ARGH. I think I’ve mentioned a few times recently that I’m working on a monumental project – creating a Flash movie, viewable online, for just about every game review existing in Phosphor Dot Fossils. That’s a lot of work, seeing as we’re at well over 100 arcade reviews and a comparable number of reviews have been done for various consoles. But now I’m running into a speed bump: the infamous “flicker” of the Atari 2600. I was trying to create a video clip of Star Wars: The Arcade Game (seen above) and ran into this dilemma. When too many moving objects occupied the screen at the same time, the Atari 2600 would have to draw them in staggered cycles. This produced the “blinking” effect that made games such as Pac-Man infamously hard on the eyes, because for every cycle that the software in question redrew the screen, it didn’t have enough memory real estate to draw everything on the screen at the same time. So Pac-Man would be shown in one cycle, a couple of monsters in the next, and the other two monsters in the next – and while modern machines and modern displays with 60-frame-per-second refresh rates on their video might be able to pull this trick off seamlessly, if they even needed to resort to that approach, the 2600 was slow enough that it showed even to the naked eye. Painfully so.

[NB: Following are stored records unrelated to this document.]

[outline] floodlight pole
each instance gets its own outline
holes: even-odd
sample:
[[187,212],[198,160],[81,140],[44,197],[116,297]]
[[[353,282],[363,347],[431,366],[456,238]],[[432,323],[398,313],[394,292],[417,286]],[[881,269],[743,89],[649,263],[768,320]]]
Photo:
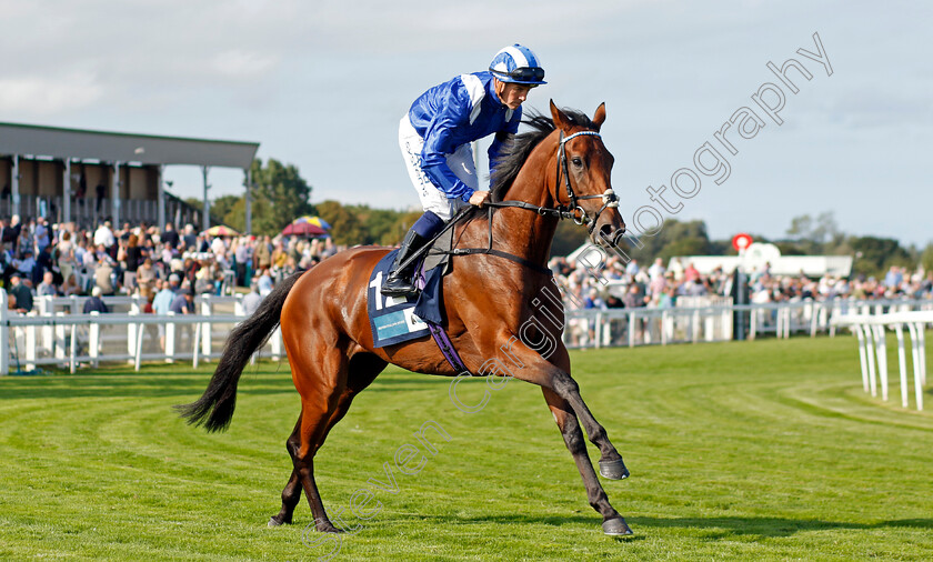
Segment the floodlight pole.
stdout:
[[61,189],[62,222],[71,222],[71,159],[64,159],[64,175]]
[[113,181],[110,193],[113,198],[113,228],[120,228],[120,162],[113,162]]
[[201,219],[201,230],[208,230],[211,228],[211,202],[208,200],[208,190],[211,188],[208,185],[208,167],[201,167],[201,173],[204,178],[204,212]]
[[10,213],[11,215],[20,213],[20,209],[19,209],[19,200],[20,200],[20,198],[19,198],[19,180],[20,180],[19,154],[13,154],[13,173],[12,173],[12,175],[13,175],[13,178],[12,178],[13,181],[12,181],[12,187],[11,187],[11,191],[10,191],[10,199],[11,199],[10,203],[12,204],[12,211],[13,212]]
[[165,167],[162,164],[156,167],[156,185],[158,185],[156,190],[156,213],[160,232],[164,232],[165,230],[165,187],[162,184],[162,173],[164,170]]
[[247,168],[247,224],[245,233],[252,234],[252,170]]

Star Wars is a particularly bad example of that – if a TIE fighter got off too many shots on the same screen, they would all start flickering madly until the number of object on screen dropped off. Worse yet, the program for Star Wars on the 2600 draws the two side walls of the Death Star trench in staggered mode…so in the resulting video, I can see the left wall of the trench just fine, but not the right wall, and not the barriers across the middle. I’m trying to figure out some video tricks to put a “trail” effect on things so they’ll be forced to stay on the screen all at once…but so far, not much luck. I really hope this doesn’t scuttle the project or force me to use emulation for the 2600 video. I want to be able to show everyone the real thing, for two reasons – #1, from a standpoint of academic and historical accuracy (and yes, I really do see this as an academic project, silly as that may seem), and #2, because it enforces some playing time for me on an almost daily basis, and I’ve enjoyed that tremendously here of late. There is absolutely no truth to the rumor that I set out to put three minutes of Star Wars game play on digital videotape and wound up with about 25 minutes of footage from one game. I don’t have any idea how these tall tales get started.
We finally got some rain today, much-needed rain I might add. I’m normally not too thrilled to be feeding horses and working with horses in pouring rain, because they want to get into the barn where it’s dry and warm, and it might not occur to them to, say, not walk right through me to achieve that goal in their haste. (My persistent sneezing has returned after this morning’s horseplay, so perhaps the horses are smarter than I am.) Today, however, I found new faces to feed – a couple of my sister-in-law’s donkeys have joined the herd, although they’re isolated in their own round pen. I haven’t worked with donkeys before. There’s a big one – well, relatively big for a donkey – and a small one, so I spent the morning calling them Donkey Kong and Donkey Kong Junior. I was about to go in to feed them when I realized that I had no idea if they were kick-happy or not. I announced my presence by telling them I’m sure we’d all get along just fine, because I have food, and food is a good thing. After someone kicked a big wet clod of mud right past my head – he was a safe distance away but got spooked by my presence and tried to run away, kicking up mud instead – I said “I can see we’re going to have to work on this relationship a bit.” I guess I need to start putting on a Mike Myers faux-Scottish accent, ’cause that man can talk to donkeys like nobody’s business.